On this argument Bolton’s analysis evoked visions of a stressed and frazzled DHS or customs agent placing “on hold” a call from a sky marshal seeking information about the immigration status of a passenger on a jet bound for the United States while she responded to a request for information from an officer detaining a driver of pickup truck filled with garden tools on a street in Arizona.
Arizona’s police officers would be demanding attention and thereby diminishing resources the federal government was trying to focus on more serious threats from outside our borders. Federal resources to meet that challenge would be reduced while tending to Arizona’s political hissy-fit over illegal immigration.

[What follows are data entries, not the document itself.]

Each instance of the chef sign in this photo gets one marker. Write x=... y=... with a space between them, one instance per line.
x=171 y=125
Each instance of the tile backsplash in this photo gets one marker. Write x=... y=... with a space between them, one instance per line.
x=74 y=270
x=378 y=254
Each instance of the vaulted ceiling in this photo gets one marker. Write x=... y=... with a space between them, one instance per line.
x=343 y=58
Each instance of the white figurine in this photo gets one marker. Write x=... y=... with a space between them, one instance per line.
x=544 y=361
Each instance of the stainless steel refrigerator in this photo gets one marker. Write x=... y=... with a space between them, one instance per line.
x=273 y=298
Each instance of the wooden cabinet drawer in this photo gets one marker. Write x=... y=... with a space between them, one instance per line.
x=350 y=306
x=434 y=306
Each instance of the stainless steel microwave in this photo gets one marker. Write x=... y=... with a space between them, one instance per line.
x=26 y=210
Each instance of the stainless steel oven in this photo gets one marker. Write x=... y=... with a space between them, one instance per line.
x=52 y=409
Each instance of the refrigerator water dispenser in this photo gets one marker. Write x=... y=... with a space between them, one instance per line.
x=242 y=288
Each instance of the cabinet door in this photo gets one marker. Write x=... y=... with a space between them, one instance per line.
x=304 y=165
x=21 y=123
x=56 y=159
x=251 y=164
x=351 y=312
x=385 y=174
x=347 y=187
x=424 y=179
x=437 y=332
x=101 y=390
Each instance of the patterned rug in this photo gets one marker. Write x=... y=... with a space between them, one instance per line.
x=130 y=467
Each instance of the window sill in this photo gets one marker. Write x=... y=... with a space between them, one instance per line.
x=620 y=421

How a Dangerous Political Challenge Was Met and Is Being Rebuffed
At a fundamental level, SB 1070 was nothing more than a states’ rights power play by the Arizona legislators and governor. In retrospect, it may have been nothing more than a bluff, known by those who received legal advice before enactment to be unlikely to remain standing. Perhaps they surmised the federal government would not want to bring a challenge (or it would hurt the administration if it did so). Thankfully, DOJ called Arizona’s bluff.

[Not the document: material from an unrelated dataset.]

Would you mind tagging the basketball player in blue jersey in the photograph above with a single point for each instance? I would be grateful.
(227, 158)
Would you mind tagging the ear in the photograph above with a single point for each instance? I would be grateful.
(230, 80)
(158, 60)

The DOJ, led by Attorney General Eric Holder, and in particular the Civil Division legal team fielded by Assistant Attorney General Tony West, should be complimented for advancing a precise supremacy clause argument and winning a victory on grounds that would not heat up the rhetoric of racial and ethnic stereotyping. Judge Bolton should be commended for unblinkingly pointing out constitutional flaws written into the procedures enacted by SB 1070. Arizona’s political vigilantes rode into a legal box canyon they devised through using a combustible mix of political and legal bluster; the DOJ rounded them up and restored constitutional law and order.
How the Lawsuit Can Be a Model for Defusing Incipient States’ Rights Rebellions That Challenge the Federal Government
President Obama has famously proclaimed admiration for certain of his Republican predecessors. Two of them come to mind in crises generated by tension between federal government prerogatives and “states’ rights.” One is, of course, the 19th century president from Illinois who fought to hold a federal government together in the face of a secessionist challenge by 13 Southern states. The other was a 20th century president, Dwight Eisenhower, who sent troops to Little Rock to enforce orders of federal courts when it was unpopular to do so among Southern states and other states now identified as “red.”

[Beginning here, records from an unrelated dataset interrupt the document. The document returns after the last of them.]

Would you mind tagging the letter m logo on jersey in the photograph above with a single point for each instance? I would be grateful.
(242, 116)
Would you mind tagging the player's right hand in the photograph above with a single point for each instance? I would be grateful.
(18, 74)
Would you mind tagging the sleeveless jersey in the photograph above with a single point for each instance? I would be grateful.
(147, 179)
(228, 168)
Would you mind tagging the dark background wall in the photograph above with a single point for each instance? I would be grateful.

Americans should keep in mind that in the past, disgruntled states—not unlike Arizona in today’s immigration kerfuffle—insisted on their “rights” even when those rights conflicted with federal law. Then, as now, states wanted to enforce (or not enforce) laws of their choosing without regard to their duty to obey the Constitution and its allocation of governmental powers. Those states’ rights tensions with the federal government—as ugly as their history has been—are surfacing in the American polity now in virulent forms.
Hopefully, President Obama will consider some of that historical perspective as he decides to fight or acquiesce to future challenges of the kind embodied by the passage of Arizona SB 1070. As a student of Doris Kearns Goodwin’s writings on Lincoln, he should remember Lincoln’s genius was not simply in assembling a “team of rivals.” It was in assembling them, discerning which team members gave the wisest and most courageous advice, and then encouraging that team member to provide leadership.
Obama may have found “his Grant” in a Cabinet of rivals—he already has honorific “general” rank, and his name is Eric Holder.